Ein junger Tscheche glaubt an die Wissenschaft, die Technik und an sich selbst. Und genießt heute doppelt.
Vít kommt aus Tschechien und wurde vor sechs Jahren mit seinem ersten CI versorgt. Seine Begeisterung war so groß, dass in ihm vor zwei Jahren der Wunsch aufkeimte, auch das zweite Ohr implantieren zu lassen. Doch aufgrund der Tatsache, dass Víts anderes Ohr 24 Jahre lang taub war, bezweifelten die Ärzte den Erfolg einer bilateralen Versorgung. Der junge Mann ließ nicht locker, las sich in die Materie ein und recherchierte intensiv. „Die Publikationen und Untersuchungen von Professor Helge Rask-Andersen, die ich eingehend studiert hatte, gaben mir Hoffnung.“ Der angesehene Experte ist überzeugt, dass der Hörnerv auch dann auf Reize reagiert, wenn er jahrelang nicht stimuliert wurde.

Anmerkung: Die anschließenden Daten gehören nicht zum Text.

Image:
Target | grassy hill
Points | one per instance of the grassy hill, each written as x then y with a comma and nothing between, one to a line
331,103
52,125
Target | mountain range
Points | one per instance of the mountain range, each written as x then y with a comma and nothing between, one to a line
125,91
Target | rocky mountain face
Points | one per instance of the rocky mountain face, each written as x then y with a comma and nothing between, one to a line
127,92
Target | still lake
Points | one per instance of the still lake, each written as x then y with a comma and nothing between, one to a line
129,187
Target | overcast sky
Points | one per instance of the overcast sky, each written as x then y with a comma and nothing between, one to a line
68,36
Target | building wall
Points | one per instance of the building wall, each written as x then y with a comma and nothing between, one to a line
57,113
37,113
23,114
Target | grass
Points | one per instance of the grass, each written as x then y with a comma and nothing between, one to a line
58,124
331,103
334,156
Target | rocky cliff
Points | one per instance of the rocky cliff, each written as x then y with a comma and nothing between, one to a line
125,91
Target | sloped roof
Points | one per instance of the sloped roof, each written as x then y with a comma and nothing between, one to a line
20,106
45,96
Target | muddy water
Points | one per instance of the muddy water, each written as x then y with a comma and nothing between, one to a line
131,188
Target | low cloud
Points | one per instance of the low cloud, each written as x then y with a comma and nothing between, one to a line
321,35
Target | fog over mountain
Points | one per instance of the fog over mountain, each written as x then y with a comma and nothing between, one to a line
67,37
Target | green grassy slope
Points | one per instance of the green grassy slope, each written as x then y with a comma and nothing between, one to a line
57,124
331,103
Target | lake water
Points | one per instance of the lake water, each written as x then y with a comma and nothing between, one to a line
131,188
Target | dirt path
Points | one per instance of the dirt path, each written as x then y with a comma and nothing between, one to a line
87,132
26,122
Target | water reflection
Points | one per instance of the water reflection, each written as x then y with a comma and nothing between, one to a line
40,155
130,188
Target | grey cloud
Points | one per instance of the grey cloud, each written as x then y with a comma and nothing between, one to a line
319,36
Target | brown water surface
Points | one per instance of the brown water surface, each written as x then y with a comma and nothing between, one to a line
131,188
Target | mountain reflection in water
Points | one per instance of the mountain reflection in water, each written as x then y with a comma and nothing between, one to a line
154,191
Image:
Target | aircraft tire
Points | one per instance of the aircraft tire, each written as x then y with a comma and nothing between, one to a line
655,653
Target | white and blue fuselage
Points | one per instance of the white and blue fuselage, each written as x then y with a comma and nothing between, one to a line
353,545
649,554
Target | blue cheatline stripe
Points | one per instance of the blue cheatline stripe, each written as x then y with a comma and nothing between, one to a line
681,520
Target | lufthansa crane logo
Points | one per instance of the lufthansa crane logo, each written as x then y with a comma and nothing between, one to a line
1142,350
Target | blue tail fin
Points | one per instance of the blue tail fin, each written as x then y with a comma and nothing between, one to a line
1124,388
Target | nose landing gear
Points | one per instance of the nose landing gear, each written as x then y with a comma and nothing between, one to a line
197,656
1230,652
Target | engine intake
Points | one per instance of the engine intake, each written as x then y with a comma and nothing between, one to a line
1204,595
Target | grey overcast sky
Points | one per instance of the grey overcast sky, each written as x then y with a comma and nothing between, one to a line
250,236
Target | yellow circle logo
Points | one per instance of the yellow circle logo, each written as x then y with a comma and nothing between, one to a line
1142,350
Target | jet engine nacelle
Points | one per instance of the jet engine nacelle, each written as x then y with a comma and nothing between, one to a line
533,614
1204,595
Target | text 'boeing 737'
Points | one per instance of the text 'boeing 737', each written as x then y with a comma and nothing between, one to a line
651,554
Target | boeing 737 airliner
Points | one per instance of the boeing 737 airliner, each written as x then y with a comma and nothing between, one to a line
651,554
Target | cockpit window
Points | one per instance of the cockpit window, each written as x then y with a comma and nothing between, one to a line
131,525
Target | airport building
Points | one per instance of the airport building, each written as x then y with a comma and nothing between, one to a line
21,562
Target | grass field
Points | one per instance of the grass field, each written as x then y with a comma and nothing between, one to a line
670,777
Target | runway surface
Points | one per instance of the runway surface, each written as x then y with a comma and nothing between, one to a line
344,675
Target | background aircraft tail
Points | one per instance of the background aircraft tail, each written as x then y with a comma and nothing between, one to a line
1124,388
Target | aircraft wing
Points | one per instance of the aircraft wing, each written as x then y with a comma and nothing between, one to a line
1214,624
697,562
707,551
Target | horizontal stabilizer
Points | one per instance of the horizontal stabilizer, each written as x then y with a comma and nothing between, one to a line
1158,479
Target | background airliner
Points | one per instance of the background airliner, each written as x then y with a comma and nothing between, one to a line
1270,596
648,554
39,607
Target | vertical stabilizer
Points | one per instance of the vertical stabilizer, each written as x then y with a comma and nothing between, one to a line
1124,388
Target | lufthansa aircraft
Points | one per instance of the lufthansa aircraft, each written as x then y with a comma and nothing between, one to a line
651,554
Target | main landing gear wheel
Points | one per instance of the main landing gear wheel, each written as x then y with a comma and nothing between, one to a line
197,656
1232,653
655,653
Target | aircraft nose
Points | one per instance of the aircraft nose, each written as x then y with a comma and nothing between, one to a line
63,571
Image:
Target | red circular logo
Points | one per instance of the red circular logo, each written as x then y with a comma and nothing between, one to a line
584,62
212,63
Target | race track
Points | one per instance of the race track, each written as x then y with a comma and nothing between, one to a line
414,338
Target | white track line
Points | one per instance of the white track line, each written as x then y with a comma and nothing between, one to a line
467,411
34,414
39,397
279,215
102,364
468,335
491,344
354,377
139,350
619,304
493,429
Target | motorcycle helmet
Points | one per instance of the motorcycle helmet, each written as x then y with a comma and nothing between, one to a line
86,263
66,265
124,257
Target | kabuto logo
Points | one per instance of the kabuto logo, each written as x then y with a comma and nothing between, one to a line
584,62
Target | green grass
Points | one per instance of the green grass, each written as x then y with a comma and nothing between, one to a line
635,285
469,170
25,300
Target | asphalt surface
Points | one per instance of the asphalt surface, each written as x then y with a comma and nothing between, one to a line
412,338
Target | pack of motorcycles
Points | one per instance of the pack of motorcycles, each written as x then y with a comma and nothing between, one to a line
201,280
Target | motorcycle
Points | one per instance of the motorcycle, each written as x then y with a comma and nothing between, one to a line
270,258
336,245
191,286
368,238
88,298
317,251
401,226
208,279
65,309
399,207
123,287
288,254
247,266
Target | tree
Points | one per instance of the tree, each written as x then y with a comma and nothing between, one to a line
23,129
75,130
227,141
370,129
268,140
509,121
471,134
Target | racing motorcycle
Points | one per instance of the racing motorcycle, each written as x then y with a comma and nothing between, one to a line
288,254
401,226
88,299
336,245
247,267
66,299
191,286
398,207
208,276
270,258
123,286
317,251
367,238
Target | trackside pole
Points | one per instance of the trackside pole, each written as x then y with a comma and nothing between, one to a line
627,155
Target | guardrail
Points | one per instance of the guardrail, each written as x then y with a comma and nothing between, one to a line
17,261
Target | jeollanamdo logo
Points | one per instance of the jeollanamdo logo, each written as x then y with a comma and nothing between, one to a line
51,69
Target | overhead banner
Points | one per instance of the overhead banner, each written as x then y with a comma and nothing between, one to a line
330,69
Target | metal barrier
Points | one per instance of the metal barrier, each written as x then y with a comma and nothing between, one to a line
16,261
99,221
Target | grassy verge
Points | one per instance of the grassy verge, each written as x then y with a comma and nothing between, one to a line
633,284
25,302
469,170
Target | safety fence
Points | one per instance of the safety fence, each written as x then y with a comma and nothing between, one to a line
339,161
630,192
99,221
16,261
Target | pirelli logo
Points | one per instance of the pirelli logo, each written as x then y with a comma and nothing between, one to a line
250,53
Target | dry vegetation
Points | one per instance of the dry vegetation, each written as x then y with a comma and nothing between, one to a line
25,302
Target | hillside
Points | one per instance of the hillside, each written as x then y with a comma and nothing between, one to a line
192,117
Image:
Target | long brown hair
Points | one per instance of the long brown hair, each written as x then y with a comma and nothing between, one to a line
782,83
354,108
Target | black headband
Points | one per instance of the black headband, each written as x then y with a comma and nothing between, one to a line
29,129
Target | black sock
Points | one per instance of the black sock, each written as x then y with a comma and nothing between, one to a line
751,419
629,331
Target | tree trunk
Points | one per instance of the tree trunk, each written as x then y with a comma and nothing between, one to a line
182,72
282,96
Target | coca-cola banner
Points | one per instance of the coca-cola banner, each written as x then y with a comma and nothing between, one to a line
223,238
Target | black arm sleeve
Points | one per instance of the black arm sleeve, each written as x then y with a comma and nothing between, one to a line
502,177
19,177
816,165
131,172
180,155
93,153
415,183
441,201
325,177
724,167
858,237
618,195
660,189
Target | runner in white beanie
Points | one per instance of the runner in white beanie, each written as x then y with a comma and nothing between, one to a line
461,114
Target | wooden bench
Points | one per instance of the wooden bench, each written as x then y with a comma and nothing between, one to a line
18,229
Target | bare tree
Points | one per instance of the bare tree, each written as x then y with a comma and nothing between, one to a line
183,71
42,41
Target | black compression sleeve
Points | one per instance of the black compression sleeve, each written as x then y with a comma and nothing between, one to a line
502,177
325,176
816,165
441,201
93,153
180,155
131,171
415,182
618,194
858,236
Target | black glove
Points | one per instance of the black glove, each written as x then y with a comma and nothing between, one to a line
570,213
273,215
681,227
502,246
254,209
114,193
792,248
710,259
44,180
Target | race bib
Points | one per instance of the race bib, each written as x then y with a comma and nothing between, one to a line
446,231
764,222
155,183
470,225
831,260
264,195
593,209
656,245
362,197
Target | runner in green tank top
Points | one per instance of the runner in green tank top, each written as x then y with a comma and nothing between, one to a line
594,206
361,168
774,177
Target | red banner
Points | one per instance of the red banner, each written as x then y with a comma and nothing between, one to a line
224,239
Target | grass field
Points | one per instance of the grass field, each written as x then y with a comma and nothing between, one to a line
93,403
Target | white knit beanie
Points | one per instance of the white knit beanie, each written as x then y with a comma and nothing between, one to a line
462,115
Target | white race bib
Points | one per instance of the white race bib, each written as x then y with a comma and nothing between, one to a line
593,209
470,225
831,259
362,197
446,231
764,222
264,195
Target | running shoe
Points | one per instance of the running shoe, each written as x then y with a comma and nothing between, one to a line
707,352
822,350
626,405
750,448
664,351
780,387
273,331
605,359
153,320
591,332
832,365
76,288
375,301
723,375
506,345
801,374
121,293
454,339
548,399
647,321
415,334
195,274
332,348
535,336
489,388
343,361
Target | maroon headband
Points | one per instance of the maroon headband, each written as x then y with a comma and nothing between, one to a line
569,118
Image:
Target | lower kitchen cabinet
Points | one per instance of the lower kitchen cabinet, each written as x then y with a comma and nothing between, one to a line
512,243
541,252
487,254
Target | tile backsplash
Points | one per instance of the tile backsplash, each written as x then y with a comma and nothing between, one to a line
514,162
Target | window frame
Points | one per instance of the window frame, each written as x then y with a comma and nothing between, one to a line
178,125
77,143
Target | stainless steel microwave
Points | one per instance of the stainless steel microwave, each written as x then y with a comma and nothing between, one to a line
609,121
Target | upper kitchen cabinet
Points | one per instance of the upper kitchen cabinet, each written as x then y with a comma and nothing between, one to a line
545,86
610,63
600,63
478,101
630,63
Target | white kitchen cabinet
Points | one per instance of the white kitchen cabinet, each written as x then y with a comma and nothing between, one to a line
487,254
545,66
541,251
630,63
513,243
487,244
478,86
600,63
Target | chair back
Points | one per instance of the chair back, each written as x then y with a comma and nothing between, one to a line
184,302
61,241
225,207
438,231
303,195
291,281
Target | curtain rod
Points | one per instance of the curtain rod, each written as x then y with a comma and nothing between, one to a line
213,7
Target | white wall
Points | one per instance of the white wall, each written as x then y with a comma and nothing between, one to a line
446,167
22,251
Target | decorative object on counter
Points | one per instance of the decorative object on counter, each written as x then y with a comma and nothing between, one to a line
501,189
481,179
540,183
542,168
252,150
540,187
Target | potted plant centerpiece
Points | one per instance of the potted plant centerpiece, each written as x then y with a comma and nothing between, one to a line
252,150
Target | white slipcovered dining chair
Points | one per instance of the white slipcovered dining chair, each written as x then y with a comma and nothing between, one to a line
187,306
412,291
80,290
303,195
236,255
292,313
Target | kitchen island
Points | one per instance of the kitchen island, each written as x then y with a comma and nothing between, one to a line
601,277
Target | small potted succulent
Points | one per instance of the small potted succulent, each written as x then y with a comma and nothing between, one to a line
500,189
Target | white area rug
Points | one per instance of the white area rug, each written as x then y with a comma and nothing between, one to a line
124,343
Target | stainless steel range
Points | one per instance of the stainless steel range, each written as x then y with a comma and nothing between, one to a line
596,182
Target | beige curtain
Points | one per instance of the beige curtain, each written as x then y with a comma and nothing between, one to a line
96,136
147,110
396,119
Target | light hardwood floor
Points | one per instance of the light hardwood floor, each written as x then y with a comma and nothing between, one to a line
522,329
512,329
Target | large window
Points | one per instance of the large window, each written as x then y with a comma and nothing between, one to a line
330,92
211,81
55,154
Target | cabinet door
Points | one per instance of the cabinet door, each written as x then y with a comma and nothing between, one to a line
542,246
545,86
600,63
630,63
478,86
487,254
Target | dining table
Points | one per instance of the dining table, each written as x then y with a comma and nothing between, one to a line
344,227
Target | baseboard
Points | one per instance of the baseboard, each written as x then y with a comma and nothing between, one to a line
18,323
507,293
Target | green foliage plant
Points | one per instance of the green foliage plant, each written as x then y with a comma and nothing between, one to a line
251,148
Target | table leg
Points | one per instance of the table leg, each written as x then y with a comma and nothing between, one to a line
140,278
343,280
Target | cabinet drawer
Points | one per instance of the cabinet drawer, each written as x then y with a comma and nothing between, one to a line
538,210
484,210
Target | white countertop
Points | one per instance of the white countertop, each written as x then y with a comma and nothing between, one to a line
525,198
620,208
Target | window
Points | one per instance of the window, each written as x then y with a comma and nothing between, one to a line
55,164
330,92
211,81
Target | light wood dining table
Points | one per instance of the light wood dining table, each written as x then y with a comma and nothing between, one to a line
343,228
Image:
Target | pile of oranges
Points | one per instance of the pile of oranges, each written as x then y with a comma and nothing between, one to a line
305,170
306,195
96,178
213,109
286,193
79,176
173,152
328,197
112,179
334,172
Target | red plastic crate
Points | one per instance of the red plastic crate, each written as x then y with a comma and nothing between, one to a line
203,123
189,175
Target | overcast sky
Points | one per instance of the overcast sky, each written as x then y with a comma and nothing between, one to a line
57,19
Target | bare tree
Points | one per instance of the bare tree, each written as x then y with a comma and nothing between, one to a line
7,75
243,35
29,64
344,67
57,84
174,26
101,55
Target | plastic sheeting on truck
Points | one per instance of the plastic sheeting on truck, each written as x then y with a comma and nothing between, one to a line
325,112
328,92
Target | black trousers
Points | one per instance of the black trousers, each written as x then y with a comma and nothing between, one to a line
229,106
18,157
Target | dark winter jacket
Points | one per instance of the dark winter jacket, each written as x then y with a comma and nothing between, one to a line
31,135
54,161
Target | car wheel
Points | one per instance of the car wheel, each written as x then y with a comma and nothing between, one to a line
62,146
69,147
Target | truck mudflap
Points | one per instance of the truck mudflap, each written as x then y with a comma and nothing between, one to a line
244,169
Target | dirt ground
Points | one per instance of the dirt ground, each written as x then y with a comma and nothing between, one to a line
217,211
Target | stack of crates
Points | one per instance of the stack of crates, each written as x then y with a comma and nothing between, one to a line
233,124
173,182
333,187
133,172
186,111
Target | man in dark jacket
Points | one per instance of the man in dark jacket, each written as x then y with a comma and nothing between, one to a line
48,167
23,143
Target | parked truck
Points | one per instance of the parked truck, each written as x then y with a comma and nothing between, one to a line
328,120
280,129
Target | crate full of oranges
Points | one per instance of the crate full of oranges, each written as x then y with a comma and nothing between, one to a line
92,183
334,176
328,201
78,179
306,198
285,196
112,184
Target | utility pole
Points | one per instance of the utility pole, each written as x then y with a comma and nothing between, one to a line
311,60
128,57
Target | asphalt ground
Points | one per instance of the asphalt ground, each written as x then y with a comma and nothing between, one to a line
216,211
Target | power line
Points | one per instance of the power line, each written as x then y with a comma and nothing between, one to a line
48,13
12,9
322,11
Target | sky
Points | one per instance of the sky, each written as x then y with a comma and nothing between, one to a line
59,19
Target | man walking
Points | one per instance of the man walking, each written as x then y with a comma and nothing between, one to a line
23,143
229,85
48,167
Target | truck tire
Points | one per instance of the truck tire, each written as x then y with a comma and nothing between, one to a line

Vít schaffte es schlussendlich, die Ärzte am CI-Zentrum in Brünn zu überzeugen, und so war es im Mai 2020 soweit. Das zweite Ohr wurde implantiert. Mit Spannung erwartete er selbst und auch das behandelnde CI-Team die Aktivierung. Würde sich nach so langer Zeit überhaupt irgendein Erfolg einstellen? Würde ein Ohr, das 24 Jahre keine akustischen Reize empfangen hatte, die neuen Höreindrücke verarbeiten können?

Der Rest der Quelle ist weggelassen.